There are varieties of honey collected in different areas, for example, Far Eastern lime, Bashkir linden honey, etc.
By the method of production and processing, honeycomb and centrifugal (drain) honey are distinguished. Filled with honey and sealed with waxy lids cells are a honeycomb. It comes to the consumer in a natural container, in an ideally pure form, in a completely mature and sterile state. Centrifugal honey is obtained when pumping it out of honeycombs on a honey extractor. It is released to the consumer in the packaging – in banks or at the same time from barrels.
Some varieties of honey can be determined by color, flavor and taste. Different varieties differ from each other not only in color, but in a variety of different shades. Honey from a white acacia, for example, is completely colorless, i. e. light, transparent, like water. If you look at the honeycombs filled with this honey, they seem empty, and a glass jar with honey is shining.
It is generally accepted that light honey belongs to the best, first-rate varieties. However, it is believed that dark honey contains more mineral salts, mainly iron, copper, manganese, so it is considered more valuable to the body than light.

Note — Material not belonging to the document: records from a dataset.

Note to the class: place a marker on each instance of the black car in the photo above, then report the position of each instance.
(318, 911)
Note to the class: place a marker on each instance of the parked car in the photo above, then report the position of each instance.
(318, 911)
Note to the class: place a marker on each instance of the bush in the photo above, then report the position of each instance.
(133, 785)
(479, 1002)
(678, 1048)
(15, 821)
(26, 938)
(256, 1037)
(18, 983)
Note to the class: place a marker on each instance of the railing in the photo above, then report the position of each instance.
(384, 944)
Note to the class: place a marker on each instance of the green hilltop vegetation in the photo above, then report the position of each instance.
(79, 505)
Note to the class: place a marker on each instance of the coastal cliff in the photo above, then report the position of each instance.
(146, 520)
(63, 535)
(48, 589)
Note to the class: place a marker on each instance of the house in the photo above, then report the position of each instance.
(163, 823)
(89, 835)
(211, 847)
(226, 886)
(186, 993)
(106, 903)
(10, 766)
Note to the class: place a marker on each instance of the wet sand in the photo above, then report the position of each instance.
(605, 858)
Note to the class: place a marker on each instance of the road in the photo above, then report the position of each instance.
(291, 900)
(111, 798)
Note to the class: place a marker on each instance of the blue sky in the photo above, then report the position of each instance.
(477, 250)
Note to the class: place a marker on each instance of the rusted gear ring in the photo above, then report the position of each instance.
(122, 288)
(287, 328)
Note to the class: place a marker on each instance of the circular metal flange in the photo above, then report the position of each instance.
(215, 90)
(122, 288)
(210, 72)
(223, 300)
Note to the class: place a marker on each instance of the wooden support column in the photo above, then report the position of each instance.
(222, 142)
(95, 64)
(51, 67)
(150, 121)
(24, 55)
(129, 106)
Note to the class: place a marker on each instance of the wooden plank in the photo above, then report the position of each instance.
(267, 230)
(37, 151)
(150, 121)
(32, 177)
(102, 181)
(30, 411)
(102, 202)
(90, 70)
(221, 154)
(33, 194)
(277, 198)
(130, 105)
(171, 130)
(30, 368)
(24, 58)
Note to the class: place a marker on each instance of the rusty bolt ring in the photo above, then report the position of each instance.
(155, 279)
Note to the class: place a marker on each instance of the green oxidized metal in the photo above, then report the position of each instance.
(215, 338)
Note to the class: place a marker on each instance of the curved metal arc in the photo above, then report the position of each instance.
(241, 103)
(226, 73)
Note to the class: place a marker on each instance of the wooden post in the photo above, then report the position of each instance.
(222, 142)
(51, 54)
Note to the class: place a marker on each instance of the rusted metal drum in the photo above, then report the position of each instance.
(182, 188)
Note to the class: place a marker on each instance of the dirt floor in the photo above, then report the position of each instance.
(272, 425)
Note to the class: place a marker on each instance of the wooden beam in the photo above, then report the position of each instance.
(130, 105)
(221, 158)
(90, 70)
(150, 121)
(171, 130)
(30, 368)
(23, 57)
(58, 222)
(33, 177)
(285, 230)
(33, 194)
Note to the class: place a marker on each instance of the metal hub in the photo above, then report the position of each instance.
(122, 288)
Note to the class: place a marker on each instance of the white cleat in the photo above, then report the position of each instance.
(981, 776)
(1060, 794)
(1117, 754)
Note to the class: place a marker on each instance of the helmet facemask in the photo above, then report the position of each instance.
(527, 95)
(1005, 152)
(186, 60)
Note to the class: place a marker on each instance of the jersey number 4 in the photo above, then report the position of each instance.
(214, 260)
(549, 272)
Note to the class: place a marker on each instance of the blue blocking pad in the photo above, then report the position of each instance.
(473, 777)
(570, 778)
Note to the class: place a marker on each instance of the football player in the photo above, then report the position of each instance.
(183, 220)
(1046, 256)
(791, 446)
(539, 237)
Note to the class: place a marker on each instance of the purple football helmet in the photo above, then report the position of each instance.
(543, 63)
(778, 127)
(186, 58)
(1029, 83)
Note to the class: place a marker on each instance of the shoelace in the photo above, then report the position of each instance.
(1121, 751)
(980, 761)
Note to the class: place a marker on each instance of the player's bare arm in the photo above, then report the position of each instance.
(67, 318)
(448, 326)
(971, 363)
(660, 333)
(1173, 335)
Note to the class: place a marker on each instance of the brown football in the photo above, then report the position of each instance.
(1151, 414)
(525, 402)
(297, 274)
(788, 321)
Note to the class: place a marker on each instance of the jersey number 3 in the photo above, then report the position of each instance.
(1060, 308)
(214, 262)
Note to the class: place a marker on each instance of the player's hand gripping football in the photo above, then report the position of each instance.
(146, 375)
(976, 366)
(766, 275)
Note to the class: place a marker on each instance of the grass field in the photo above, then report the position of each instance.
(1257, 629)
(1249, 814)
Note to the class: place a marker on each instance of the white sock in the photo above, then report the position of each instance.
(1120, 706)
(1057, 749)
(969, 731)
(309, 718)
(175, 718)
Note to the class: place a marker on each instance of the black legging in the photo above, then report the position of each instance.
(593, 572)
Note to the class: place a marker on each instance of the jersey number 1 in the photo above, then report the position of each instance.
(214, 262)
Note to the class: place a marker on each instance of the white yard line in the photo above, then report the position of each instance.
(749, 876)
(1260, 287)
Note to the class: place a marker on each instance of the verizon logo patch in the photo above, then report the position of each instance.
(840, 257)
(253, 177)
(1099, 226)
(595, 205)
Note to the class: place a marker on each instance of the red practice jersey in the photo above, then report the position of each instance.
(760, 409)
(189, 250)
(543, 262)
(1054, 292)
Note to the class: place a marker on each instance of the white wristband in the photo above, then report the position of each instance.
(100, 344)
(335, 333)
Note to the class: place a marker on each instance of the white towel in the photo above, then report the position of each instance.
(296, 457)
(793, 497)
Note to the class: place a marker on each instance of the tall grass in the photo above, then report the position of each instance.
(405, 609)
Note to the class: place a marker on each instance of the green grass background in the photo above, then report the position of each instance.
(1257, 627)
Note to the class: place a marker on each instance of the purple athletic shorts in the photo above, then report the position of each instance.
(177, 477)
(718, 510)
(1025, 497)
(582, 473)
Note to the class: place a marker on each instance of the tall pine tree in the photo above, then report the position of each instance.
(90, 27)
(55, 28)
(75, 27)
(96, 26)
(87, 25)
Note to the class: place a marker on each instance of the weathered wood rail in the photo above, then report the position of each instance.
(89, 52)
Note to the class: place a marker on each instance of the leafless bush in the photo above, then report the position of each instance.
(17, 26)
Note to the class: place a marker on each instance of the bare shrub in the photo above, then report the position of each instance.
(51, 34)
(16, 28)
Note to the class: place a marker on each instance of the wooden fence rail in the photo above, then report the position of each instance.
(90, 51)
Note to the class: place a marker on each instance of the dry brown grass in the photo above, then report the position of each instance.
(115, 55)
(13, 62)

The grade of honey is also determined by its aromatic properties. Some honey varieties have exceptionally gentle pleasant aroma. N. V. Gogol describes the aroma of honey with the mouth of the beekeeper Rudy Panko: “… Imagine that as you bring honeycomb – the spirit will go all over the room, you can not imagine what it is: pure as a tear or crystal dear, what happens in earrings” ( “Evenings on a Farm Near Dikanka”).
Most varieties of natural honey have excellent taste properties, which is reflected in the literature and especially in folklore. Thus, the great Homer, hearing the speech of the ancient Greek statesman Nestor, exclaimed: “Speech from the tongue, like the sweetness of honey, flies.” William Shakespeare likened the charming sounds of music to the sweetness of honey.
Remarkable doctor, writer and lexicographer VI Dal in the “Dictionary of the Great Russian Language” quotes the following sayings: “With honey and a chisel swallow,” “With honey and scraps you eat,” “A man with honey and bast shoes ate.”
From the currently known varieties of honey, we give a brief description of the characteristic properties of the most common.